Current studies of eccrine gland morphology are constrained by two-dimensional, ex vivo, and destructive imaging modalities, precluding in vivo, three-dimensional (3D), dynamic quantification. To address this, we propose the first 3D Transformer-based multi-object segmentation framework integrating sliding-window processing, spatial-channel joint attention, and heterogeneous shallow-deep feature modeling, applied to optical coherence tomography (OCT) volumetric data. This enables real-time, noninvasive, high-accuracy 3D quantitative analysis of cutaneous eccrine glands. We establish the first 3D morphological benchmark for eccrine glands in healthy individuals and—uniquely—dynamically quantify subtle stimulus-induced changes in gland volume, branch count, and curvature under thermal challenge. Our approach overcomes fundamental limitations of conventional imaging, providing a novel paradigm for investigating inter-individual variability, elucidating pathophysiological mechanisms, and clinically assessing hyperhidrosis and bromhidrosis.

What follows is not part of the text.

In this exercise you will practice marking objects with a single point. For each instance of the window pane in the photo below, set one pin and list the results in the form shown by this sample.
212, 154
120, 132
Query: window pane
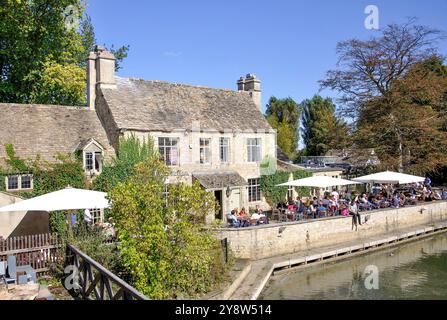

Skin, the primary regulator of heat exchange, relies on sweat glands for thermoregulation. Alterations in sweat gland morphology play a crucial role in various pathological conditions and clinical diagnoses. Current methods for observing sweat gland morphology are limited by their two-dimensional, in vitro, and destructive nature, underscoring the urgent need for real-time, non-invasive, quantifiable technologies. We proposed a novel three-dimensional (3D) transformer-based multi-object segmentation framework, integrating a sliding window approach, joint spatial-channel attention mechanism, and architectural heterogeneity between shallow and deep layers. Our proposed network enables precise 3D sweat gland segmentation from skin volume data captured by optical coherence tomography (OCT). For the first time, subtle variations of sweat gland 3D morphology in response to temperature changes, have been visualized and quantified. Our approach establishes a benchmark for normal sweat gland morphology and provides a real-time, non-invasive tool for quantifying 3D structural parameters. This enables the study of individual variability and pathological changes in sweat gland structure, advancing dermatological research and clinical applications, including thermoregulation and bromhidrosis treatment.